# Asymptotic behaviour of the process $U_n=U_{n-1}+s(U_{n-1})X_n$, where $X_n$ is iid

Let $s, s^*:\mathbb{R}^+ \to \mathbb{R}^+$ ($0\in\mathbb{R}^+$) such that $0 \le s(x), s^*(x) \le x$ for every $x \in \mathbb{R}^+$ and $X, X_1, \ldots$ is iid with $\mathbb{E}X>0$. Let $U_{0,s}=1$ and $U_{n,s}=U_{n-1,s}+s(U_{n-1,s})X_n$ for $n\in \mathbb{N}$.

What can we say about asymptotic distribution of $U_{n,s}$? If $s$ is linear then we have log-normal distribution, but what can we say in general?

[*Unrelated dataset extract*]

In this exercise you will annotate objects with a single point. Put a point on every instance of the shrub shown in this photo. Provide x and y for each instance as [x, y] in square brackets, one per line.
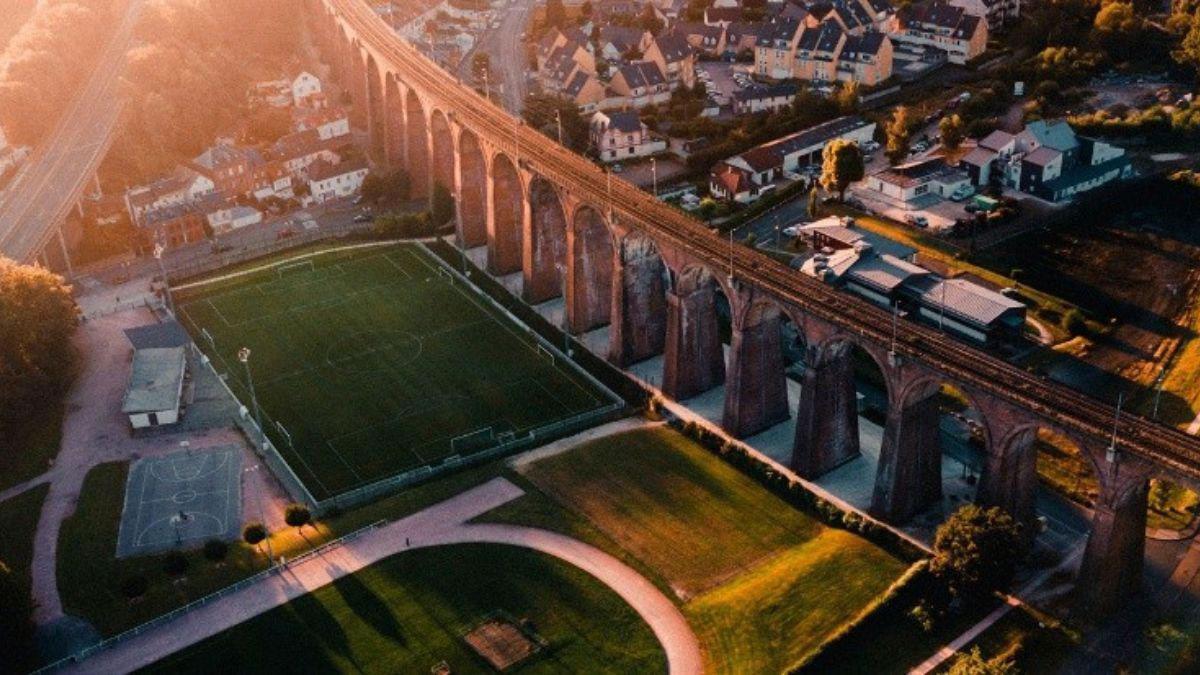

I do not even know how to compute expected value and variance of $U_{n,s}$ so any information will be useful. My main goal is to compute (or estimate): $\lim_{n \to \infty} \frac{F^{-1}_{U_{n,s}}(\alpha)}{F^{-1}_{U_{n,s^*}}(\alpha)}$ (ratio of quantiles of order $\alpha$) for any $\alpha \in (0,1)$ when $s$ and $s^*$ are given.

I will be grateful for any tips, literature or any idea which may help me dealing with such objects..